Das Erzbistum Köln erwägt, die Universität Bonn als
Ausbildungsstätte seiner Priesterkandidaten aufzugeben. Dies
berichtet der „Kölner Stadt-Anzeiger“ (Samstag-Ausgabe) unter
Berufung auf Aussagen des päpstlichen Nuntius in Deutschland, Nikola
Eterovic. Das Erzbistum verwies für die Praxis, seine
Priesteramtskandidaten theologisch an der Universität Bonn ausbilden
zu lassen, auf das Preußenkonkordat zwischen Kirche und Staat. Dessen
Bestimmung hierzu sei 1984 vertraglich bestätigt worden „und gilt
ohne Befristung fort“, so ein Sprecher, der die Frage nach einer
Bestandszusage aber offen ließ. Als künftigen Ort hat Woelki nach
Informationen des „Kölner Stadt-Anzeiger“ die in ihrer Existenz
bedrohte Philosophisch-Theologische Hochschule der Steyler Missionare
in Sankt Augustin im Sinn. Dort studieren derzeit bereits 14
Priesteranwärter, in Bonn sind es 23. Das Erzbistum teilte am Freitag
nach einer Anfrage der Zeitung mit, es unterstütze die angeschlagene
Hochschule 2019 finanziell und wolle so die Fortführung der
theologischen Ausbildung im Sinne von „Vielfalt und Qualität“
ermöglichen. Vor kurzem aber ließ Eterovic als Vertreter des Heiligen
Stuhls erkennen, was Köln tatsächlich vorhat. Präzedenzfall ist der
Schritt des Bistums Essen, die Priesterausbildung 2012 von der Uni
Bochum nach Münster zu verlegen. Trotzdem kamen das Land NRW und der
Heilige Stuhl überein, die Bochumer Fakultät zu erhalten – zur Pflege
des Verbunds der Theologie und der anderen Wissenschaften. Beim
offiziellen Notenwechsel im Oktober sprach Eterovic von einer „für
beide Seiten annehmbaren Lösung“ und wünschte sich, dass solche auch
„für andere vergleichbare Fälle, wie wahrscheinlich in Zukunft etwa
für das Erzbistum Köln, gefunden werden mögen“. Fachleute werten dies
laut „Kölner Stadt-Anzeiger“ als hochschulpolitische Sensation.

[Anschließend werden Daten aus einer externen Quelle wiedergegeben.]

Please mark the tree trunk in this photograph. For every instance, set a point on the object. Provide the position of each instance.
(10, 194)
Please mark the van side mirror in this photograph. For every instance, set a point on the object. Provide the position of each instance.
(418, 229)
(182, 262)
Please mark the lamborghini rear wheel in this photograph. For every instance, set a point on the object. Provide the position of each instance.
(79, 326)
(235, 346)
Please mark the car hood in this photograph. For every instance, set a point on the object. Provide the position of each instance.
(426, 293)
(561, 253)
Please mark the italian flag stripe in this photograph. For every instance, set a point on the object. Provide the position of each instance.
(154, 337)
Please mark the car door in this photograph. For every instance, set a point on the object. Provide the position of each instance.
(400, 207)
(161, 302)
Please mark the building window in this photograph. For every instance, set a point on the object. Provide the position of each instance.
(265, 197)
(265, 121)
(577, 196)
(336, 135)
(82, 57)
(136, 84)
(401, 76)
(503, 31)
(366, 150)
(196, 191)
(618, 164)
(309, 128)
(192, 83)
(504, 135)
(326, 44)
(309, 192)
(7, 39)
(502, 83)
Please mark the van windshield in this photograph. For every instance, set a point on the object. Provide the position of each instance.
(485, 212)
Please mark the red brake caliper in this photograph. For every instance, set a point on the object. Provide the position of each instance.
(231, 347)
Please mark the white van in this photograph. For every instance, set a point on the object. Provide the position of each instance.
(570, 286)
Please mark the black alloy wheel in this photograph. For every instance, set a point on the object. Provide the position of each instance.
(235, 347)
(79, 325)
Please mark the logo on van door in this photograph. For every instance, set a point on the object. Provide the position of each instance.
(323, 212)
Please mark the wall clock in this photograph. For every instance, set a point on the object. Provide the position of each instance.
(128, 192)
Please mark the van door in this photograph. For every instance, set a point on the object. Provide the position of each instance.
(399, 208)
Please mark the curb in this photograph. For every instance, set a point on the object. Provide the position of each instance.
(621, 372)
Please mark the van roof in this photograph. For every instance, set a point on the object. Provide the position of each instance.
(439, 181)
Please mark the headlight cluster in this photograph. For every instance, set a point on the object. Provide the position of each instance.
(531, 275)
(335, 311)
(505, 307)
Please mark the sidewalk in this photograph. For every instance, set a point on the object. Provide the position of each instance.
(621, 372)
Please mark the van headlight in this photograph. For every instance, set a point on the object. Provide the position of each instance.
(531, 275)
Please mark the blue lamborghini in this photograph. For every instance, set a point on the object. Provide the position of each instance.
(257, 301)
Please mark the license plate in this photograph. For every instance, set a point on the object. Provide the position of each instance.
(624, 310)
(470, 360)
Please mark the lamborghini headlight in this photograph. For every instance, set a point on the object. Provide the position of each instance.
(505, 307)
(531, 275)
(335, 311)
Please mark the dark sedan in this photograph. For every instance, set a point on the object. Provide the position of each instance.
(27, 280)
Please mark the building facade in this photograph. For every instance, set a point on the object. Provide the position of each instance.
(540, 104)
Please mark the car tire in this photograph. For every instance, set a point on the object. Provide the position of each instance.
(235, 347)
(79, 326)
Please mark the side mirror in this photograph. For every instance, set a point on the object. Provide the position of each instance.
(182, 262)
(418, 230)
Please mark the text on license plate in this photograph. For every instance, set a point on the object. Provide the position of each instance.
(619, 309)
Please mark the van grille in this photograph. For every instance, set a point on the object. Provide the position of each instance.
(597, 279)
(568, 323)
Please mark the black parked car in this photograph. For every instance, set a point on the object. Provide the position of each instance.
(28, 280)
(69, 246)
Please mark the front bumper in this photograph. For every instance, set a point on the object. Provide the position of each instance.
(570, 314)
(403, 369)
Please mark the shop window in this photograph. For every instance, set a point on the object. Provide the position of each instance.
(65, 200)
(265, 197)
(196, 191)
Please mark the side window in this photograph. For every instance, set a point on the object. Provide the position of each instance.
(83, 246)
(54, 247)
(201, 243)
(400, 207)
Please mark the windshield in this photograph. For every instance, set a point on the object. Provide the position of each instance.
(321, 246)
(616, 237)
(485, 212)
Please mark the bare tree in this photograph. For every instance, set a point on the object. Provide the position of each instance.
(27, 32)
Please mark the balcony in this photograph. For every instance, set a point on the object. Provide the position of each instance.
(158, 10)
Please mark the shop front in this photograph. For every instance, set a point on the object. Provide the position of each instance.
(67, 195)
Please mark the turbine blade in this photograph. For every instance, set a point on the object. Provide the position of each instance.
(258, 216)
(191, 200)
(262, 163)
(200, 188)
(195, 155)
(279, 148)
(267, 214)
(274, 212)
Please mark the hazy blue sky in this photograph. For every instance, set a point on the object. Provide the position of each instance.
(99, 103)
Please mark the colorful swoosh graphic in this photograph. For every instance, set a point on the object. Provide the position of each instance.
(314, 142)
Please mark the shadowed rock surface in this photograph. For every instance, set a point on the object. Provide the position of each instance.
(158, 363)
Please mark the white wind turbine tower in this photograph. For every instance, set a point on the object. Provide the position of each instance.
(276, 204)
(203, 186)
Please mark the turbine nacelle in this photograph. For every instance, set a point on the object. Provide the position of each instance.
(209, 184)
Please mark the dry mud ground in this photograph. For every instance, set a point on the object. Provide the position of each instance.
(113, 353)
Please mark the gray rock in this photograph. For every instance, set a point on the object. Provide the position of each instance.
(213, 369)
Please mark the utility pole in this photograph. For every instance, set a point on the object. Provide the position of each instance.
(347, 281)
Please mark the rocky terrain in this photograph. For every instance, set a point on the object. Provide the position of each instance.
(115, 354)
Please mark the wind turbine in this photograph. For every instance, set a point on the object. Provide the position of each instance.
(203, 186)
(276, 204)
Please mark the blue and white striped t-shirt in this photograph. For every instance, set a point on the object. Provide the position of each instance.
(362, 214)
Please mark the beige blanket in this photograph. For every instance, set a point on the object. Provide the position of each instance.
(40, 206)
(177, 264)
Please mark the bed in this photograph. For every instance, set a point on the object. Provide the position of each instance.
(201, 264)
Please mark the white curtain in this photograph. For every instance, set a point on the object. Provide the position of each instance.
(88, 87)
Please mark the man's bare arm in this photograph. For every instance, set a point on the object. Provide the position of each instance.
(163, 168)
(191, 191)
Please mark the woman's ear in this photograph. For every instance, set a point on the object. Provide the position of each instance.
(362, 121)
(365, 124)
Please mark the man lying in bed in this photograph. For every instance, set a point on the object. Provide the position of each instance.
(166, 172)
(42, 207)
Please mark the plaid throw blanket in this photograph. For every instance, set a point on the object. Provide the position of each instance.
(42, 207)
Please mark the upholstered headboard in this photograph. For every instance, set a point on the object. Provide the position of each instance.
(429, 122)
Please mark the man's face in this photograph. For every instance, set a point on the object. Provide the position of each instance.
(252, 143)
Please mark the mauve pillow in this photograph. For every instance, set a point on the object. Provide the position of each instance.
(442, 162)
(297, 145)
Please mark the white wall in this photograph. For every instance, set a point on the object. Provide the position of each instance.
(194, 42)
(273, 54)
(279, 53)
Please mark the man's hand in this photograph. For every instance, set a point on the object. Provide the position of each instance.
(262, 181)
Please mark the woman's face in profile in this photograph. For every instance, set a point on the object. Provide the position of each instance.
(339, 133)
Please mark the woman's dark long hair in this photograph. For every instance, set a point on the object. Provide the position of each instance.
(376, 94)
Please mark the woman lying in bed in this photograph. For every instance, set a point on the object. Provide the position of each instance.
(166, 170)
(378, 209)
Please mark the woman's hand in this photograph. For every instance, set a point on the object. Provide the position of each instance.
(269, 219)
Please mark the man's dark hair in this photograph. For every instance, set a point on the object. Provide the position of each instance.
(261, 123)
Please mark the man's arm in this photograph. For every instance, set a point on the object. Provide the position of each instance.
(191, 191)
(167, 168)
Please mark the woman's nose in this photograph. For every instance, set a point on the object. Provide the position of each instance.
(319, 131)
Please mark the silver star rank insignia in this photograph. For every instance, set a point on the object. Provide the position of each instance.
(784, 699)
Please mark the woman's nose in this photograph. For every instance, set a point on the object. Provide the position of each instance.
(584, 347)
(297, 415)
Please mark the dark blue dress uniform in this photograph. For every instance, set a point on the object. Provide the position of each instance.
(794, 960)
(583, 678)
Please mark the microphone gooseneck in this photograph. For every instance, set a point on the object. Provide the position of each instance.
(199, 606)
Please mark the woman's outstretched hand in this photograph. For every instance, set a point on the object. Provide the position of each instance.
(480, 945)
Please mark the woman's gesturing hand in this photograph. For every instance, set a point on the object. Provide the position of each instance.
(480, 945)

„Woelki will Bonn einmotten“, so zitiert die Zeitung einen Insider.
„Sollte Bonn als Ort der Ausbildung für Priester fallen, wird die Axt
an den Verbleib der katholischen Theologie an staatlichen
Universitäten gelegt und deren Stellenwert massiv geschwächt“, warnte
der Kirchenrechtler Thomas Schüller. Ein Abzug der
Priesteramtskandidaten wäre ein Bruch des Preußenkonkordats und würde
den Status der katholischen Fakultät gefährden, weil dieser
historisch auf der staatlichen Garantie für die akademische
Ausbildung der künftigen Geistlichen beruht.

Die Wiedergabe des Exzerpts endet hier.